Autoimmune Hemolytic Anemia in Myeloid Disorders

Generally, AIHA is rare in patients with myeloid malignancies. A number of cases have been reported in myelodysplastic syndromes, particularly chronic myelomonocytic leukemia. Very few cases were described in acute myelogenous and lymphoblastic leukemia, myelofibrosis, and polycythemia.

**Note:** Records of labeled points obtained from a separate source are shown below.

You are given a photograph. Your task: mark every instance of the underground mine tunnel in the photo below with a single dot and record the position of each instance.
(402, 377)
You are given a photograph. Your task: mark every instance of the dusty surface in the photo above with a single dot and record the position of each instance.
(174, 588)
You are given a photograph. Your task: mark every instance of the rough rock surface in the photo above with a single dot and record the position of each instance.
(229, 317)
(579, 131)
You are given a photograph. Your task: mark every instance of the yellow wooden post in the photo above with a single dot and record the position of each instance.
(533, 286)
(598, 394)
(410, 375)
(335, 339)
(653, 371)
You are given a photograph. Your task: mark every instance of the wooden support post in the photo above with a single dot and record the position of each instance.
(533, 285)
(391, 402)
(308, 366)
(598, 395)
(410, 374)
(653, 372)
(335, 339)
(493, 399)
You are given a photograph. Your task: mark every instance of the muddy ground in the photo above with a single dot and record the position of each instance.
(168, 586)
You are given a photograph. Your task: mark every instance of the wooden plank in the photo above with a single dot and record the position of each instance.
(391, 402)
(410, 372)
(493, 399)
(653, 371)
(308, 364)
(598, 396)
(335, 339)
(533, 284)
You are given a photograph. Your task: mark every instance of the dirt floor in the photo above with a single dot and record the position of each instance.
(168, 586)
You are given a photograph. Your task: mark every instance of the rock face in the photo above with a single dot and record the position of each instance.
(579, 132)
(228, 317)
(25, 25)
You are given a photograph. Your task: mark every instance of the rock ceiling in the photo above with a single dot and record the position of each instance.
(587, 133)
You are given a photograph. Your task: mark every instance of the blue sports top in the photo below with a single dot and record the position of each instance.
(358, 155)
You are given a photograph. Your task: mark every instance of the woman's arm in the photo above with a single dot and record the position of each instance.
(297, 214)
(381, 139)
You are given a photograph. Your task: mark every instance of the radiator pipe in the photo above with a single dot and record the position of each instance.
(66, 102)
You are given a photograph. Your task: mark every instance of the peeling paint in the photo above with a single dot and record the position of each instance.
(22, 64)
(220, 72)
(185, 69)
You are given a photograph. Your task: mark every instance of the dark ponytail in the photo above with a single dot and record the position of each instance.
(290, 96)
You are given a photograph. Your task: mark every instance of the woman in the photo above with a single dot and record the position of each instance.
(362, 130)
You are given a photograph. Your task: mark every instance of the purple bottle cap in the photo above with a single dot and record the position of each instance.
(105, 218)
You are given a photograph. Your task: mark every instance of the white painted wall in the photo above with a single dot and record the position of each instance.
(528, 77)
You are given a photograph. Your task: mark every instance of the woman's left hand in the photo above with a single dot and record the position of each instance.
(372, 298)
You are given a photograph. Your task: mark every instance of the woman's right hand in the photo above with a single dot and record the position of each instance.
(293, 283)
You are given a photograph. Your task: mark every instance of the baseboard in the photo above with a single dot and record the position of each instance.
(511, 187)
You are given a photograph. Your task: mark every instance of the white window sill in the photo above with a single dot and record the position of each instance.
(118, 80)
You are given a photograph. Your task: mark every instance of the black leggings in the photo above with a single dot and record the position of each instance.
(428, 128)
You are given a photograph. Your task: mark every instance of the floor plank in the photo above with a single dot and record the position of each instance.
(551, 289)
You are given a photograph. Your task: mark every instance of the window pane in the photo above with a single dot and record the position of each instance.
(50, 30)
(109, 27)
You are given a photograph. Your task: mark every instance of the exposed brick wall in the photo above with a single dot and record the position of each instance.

Autoimmune Hemolytic Anemia in Solid Tumors

A special, rare, but highly interesting cause of wAIHA is an ovarian dermoid cyst. These patients respond very poorly to drug therapies, but the AIHA resolves completely and the DAT result becomes negative a few weeks after ovariectomy. The same behavior has been described in microcystic adenoma of the pancreas and dermoid cyst of the mesentery, both associated with AIHA.

AIHA is rarely but definitely associated with solid tumors. It is a very rare complication of lung, renal cell, and ovarian cancer. In some cases of renal-cell cancer, AIHA resolved after curative surgery.